Bir kuruyemiş olmanın ötesinde önemli medeniyetlerin topraklarında bir zenginlik ve değerli bir nimet olarak yetiştirildiği görülür. Ayrıca yemekleri yapılmış, törenler düzenlenmiş, üstüne türküler de yapılmıştır. Yanı fındık bir kültür ve  yaşam biçimi üretmiştir.
İnsanoğlu 50 bin yıldır dünyada ve son 4000 yıldır fındık bizim hayatımızda, fındıkla ilk yazılı kaynaklar dan biri de Midilli adasının Erasos kasabasında doğan Yunanlı filozof Thephrast’ ın (M. Ö. 372- 287) Nebaati Bilimler adlı eseridir ,fındıktan şu şekilde bahseder: “Pontus cevizi- fındığın, yabanilikten kurtarılıp ehlileştirilmesi için asıl kökten alınıp başka yere dikilmesi yeterli gelir. Bu suretle kışa daha çok dayanaklı olan fındık, iki cins olup birisi yuvarlak, yani tombul. Diğeri ise uzunca, sivridir. Fındık fidanı sulak yerlerde daha iyi gelişir, meyvesinin kabuğu üzerinde beyaz benekler vardır. ”O günden bu güne fındık hala aynı şekilde yetiştirilmektedir
Osmanlı Devleti zamanında fındık için pek çok tedbir alınmıştır. Fındık fidanlarının yurt dışına çıkarılması yasaklanmıştır.

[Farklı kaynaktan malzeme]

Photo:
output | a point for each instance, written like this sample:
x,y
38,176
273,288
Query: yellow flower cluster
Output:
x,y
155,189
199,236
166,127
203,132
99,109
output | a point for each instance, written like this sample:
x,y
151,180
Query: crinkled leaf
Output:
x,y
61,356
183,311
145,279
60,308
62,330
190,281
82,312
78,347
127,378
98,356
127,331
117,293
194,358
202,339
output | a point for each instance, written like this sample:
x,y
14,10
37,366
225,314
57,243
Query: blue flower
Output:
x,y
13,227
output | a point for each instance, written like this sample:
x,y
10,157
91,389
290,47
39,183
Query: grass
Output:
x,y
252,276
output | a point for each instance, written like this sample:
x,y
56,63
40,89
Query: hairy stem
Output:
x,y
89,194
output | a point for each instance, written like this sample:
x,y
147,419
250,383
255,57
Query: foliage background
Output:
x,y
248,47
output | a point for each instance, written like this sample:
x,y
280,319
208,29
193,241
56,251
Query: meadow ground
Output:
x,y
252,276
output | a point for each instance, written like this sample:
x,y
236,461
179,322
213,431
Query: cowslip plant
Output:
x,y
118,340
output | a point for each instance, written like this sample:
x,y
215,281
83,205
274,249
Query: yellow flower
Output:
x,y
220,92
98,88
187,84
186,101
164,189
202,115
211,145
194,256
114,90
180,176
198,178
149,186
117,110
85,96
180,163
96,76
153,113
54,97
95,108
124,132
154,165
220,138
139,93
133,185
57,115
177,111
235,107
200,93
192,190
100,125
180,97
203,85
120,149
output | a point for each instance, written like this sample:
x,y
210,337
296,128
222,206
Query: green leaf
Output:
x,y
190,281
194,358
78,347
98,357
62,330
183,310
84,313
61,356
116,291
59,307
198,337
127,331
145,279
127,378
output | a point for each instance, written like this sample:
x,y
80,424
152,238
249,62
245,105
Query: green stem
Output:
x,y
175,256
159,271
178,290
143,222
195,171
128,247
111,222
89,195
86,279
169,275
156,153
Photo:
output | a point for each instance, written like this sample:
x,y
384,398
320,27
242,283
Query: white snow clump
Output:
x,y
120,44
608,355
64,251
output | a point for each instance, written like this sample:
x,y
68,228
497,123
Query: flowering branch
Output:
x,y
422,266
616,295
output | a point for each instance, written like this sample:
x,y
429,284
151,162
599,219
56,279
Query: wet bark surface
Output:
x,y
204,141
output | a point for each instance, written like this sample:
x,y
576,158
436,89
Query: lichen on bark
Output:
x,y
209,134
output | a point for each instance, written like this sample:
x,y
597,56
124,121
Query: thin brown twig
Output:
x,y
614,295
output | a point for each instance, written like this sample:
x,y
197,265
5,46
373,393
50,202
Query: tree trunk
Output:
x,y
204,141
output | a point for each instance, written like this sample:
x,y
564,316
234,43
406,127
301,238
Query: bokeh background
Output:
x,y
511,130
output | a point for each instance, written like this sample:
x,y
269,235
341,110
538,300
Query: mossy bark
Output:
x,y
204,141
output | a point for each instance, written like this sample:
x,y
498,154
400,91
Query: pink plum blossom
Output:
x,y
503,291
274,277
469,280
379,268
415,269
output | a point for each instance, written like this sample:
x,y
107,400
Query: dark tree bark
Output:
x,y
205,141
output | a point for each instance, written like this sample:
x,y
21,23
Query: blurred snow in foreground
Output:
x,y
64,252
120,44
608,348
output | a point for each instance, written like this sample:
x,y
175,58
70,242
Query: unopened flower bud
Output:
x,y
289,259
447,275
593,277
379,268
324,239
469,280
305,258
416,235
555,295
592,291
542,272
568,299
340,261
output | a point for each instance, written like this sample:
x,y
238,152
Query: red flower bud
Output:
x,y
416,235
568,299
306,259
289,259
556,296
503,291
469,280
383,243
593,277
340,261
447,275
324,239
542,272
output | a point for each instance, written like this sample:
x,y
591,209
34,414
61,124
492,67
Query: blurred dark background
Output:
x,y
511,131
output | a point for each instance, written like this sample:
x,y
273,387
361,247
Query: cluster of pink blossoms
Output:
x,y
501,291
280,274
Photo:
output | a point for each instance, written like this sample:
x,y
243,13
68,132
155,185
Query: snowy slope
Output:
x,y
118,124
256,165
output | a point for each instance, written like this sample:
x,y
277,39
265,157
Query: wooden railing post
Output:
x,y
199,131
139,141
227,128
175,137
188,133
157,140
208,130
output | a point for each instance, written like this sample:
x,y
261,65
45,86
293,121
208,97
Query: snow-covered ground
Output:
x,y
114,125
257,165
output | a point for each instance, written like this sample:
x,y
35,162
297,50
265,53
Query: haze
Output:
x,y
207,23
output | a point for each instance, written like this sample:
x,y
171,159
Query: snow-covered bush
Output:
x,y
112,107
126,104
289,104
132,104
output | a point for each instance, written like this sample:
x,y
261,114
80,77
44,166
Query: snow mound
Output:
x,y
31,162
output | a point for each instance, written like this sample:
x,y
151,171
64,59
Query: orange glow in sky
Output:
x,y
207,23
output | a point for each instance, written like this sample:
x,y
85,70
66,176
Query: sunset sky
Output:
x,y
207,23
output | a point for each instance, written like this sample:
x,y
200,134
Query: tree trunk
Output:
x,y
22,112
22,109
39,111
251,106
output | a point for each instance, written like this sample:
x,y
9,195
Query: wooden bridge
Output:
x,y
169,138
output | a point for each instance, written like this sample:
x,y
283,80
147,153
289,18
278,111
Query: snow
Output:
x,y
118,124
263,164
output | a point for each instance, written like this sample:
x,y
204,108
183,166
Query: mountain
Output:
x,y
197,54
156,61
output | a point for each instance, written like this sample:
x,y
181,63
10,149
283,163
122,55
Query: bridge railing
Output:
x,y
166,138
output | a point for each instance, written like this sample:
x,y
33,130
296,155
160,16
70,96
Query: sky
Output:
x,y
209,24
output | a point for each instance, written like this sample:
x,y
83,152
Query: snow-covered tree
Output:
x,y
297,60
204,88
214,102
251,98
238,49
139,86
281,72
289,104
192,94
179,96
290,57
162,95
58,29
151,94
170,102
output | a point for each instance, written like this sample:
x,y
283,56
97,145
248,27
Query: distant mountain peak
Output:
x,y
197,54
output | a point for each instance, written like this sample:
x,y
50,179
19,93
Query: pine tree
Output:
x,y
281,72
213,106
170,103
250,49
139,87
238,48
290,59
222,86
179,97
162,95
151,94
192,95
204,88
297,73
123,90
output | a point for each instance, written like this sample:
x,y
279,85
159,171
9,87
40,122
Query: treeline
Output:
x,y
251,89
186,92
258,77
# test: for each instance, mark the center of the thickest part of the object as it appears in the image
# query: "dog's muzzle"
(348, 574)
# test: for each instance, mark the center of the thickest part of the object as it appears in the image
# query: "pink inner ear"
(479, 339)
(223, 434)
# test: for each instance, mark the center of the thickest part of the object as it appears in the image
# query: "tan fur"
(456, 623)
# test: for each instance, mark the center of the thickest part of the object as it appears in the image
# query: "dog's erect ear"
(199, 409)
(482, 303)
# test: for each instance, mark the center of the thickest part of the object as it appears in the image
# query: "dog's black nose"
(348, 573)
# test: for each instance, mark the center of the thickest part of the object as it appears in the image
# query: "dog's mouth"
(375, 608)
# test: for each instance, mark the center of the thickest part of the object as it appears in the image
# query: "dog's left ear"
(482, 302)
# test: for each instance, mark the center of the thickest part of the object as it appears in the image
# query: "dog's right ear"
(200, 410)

Cumhuriyet Döneminde fındıktan alınan aşar vergisi kaldırılarak % 8 vergi konulmuş. Fındık fidanları yurt dışına çıkarılma yasağı getirilmiştir. Giresun’da 1924-25 yılları arasında 30 tane fındık kırma fabrikası vardır. Bunların 10 tanesi motorla  20 tanesi kol gücüyle çalışıyordu. Ayrıca her fabrikanın acı fındıktan üretilen aydınlatmada kullanılan yağ bölümü tatlı fındıktan üretilen yemeklikte kullanılan yağ bölümü mevcuttu. 1935 den itibaren üç kere fındık şurası toplanmıştır.
2 Kasım 1935 yılında Fındık Tarım Satış Kooperetifleri Birliği kurulmuştur.